Figure 4: IL-12 and IFNβ induce Ifng mRNA whereas signaling through Ly49H initiates IFNγ translation.

(A) Experimental setup. (B) Splenocytes were pretreated with IL-12, hereafter the cells were washed and incubated with m157-Tg MEF in the presence of monensin. During IL-12 (cytokine) or m157-Tg stimulation transcription-inhibitor actinomycin D (AD; 2.5 μg/ml), or translation-inhibitor cycloheximide (CHX; 5 μg/ml) was added. (C) Splenic NK cells were purified by negative selection. 6 hours after stimulation with cytokines and/or m157-Tg MEF RNA was isolated from NK cells.

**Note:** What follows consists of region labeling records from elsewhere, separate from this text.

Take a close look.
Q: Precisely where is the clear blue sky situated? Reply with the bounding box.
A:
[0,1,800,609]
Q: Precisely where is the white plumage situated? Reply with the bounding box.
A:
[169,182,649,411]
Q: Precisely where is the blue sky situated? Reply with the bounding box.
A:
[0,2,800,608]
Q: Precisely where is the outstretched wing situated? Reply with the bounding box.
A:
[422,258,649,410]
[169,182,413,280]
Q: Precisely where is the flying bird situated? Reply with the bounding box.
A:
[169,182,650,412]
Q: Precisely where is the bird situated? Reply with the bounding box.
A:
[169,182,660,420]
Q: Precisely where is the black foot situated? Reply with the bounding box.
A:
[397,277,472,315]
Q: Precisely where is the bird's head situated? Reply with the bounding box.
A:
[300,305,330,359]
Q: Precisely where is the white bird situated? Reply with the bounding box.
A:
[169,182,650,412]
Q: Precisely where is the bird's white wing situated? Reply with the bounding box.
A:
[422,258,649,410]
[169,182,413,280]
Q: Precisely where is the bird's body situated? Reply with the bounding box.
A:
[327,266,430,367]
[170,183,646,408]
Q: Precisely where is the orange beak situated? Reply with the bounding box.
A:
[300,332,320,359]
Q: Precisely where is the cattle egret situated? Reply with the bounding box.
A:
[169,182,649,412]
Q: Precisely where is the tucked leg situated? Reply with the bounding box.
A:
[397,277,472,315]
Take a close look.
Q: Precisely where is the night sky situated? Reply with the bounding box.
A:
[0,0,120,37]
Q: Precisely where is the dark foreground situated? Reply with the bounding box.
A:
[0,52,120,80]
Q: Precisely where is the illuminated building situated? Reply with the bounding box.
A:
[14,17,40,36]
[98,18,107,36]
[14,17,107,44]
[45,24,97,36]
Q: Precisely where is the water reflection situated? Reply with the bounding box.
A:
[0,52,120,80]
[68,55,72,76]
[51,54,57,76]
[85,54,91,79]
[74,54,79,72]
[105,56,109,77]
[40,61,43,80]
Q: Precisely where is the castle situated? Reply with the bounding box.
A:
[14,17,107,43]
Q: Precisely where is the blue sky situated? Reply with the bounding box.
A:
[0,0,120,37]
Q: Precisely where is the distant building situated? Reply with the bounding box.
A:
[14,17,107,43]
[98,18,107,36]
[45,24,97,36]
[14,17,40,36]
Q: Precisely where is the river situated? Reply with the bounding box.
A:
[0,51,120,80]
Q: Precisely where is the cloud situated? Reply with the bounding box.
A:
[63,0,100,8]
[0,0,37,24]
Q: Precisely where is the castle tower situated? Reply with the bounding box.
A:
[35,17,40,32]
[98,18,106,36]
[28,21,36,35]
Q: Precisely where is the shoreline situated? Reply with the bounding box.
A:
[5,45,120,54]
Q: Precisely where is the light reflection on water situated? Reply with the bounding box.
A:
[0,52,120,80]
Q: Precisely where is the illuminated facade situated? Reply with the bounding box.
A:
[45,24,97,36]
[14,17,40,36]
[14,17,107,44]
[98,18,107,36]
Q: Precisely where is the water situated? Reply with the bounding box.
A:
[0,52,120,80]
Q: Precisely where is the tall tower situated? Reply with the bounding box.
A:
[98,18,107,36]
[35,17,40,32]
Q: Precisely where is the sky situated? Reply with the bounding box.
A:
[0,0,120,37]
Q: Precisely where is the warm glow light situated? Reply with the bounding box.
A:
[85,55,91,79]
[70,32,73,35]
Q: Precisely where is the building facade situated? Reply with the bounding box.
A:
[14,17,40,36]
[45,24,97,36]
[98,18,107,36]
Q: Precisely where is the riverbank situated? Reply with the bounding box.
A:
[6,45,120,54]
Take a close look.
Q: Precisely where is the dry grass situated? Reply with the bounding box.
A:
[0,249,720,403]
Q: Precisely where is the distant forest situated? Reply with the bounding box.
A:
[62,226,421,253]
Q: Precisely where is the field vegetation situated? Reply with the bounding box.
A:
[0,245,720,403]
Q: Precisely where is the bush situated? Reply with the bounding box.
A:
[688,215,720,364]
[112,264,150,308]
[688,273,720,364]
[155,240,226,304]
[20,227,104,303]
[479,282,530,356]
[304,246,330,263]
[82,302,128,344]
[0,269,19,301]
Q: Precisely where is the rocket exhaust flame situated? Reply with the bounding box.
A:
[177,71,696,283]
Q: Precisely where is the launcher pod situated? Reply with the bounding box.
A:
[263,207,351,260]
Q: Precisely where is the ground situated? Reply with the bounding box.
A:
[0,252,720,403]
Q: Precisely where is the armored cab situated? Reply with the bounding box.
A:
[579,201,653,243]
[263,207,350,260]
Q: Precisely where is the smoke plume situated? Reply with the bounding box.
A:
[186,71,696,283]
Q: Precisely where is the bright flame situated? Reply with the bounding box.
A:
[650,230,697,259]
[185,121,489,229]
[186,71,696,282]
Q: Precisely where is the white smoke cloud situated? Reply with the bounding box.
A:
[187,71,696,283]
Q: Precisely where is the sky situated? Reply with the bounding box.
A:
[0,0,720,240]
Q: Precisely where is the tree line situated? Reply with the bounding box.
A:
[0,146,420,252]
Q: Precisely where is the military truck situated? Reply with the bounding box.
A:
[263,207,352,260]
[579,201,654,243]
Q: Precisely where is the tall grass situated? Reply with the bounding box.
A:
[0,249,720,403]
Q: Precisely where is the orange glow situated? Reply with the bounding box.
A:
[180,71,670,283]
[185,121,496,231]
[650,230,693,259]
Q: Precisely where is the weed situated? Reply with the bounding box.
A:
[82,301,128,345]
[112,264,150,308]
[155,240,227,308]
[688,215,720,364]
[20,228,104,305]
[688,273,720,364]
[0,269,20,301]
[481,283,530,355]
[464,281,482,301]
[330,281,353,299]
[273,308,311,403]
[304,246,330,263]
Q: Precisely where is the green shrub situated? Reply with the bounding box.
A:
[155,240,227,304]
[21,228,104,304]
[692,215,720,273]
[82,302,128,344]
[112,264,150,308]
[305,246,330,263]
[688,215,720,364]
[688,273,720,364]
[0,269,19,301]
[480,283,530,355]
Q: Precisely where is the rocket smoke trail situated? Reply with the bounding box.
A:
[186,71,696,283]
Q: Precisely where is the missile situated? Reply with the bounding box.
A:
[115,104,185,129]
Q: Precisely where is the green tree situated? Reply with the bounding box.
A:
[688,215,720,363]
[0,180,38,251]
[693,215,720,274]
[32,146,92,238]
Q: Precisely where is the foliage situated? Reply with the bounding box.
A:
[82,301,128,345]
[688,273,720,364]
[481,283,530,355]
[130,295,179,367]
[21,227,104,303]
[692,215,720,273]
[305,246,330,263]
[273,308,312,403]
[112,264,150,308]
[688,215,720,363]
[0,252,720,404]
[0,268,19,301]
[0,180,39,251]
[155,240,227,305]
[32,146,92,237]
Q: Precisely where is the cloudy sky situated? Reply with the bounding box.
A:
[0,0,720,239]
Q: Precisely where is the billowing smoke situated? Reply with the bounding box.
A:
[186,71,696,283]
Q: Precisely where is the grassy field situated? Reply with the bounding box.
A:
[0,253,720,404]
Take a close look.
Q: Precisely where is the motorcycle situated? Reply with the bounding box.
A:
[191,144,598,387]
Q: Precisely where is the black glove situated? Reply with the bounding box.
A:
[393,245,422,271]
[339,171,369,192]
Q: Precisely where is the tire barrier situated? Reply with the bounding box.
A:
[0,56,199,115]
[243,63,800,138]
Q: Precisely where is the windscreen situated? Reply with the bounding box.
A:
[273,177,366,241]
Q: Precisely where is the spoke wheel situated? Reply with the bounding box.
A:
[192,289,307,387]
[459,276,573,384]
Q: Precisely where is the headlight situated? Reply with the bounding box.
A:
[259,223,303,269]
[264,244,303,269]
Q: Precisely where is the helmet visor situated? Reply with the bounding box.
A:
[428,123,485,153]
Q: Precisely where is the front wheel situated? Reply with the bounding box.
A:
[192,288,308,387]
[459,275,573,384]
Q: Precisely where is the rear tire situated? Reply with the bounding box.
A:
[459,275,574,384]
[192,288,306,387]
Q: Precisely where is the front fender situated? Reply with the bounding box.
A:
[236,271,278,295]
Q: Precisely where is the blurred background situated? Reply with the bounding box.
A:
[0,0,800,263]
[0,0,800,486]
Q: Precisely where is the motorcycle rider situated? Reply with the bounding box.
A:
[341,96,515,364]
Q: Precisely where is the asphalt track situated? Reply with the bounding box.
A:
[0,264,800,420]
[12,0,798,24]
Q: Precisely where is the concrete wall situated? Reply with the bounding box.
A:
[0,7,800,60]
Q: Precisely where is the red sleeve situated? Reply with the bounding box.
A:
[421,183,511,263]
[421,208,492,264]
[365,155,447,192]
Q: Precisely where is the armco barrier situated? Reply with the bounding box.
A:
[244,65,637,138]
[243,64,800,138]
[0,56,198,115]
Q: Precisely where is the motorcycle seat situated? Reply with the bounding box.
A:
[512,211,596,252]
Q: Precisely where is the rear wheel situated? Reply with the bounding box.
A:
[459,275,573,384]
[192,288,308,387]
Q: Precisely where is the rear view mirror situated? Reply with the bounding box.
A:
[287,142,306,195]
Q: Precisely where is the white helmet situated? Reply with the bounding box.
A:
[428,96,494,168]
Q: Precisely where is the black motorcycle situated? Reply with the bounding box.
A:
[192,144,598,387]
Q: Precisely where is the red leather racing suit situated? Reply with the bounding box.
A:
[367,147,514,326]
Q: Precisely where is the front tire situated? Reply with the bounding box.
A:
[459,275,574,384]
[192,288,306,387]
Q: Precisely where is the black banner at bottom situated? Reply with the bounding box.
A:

Ifng transcripts were quantified using TAQman qPCR and normalized to Gapdh expression. (D) Purified NK cells were stimulated with IL12 and/or m157-Tg MEF for 6 hours and stained for IFNγ protein and Ifng mRNA using primeflow RNA assay. (E) Splenocytes were pretreated with IL-12, hereafter the cells were washed and stimulated with m157-Tg MEF in the presence of monensin and MNK-1/eIF4 inhibitor CGP-57380 or eIF2 inhibitor ISRIB at the indicated concentration. Representative experiment of 3 independent experiments is shown and each was performed in duplicate (B, E) or triplicate (C). ***p<0.001, **p<0.01, *p<0.05, ns= not significant.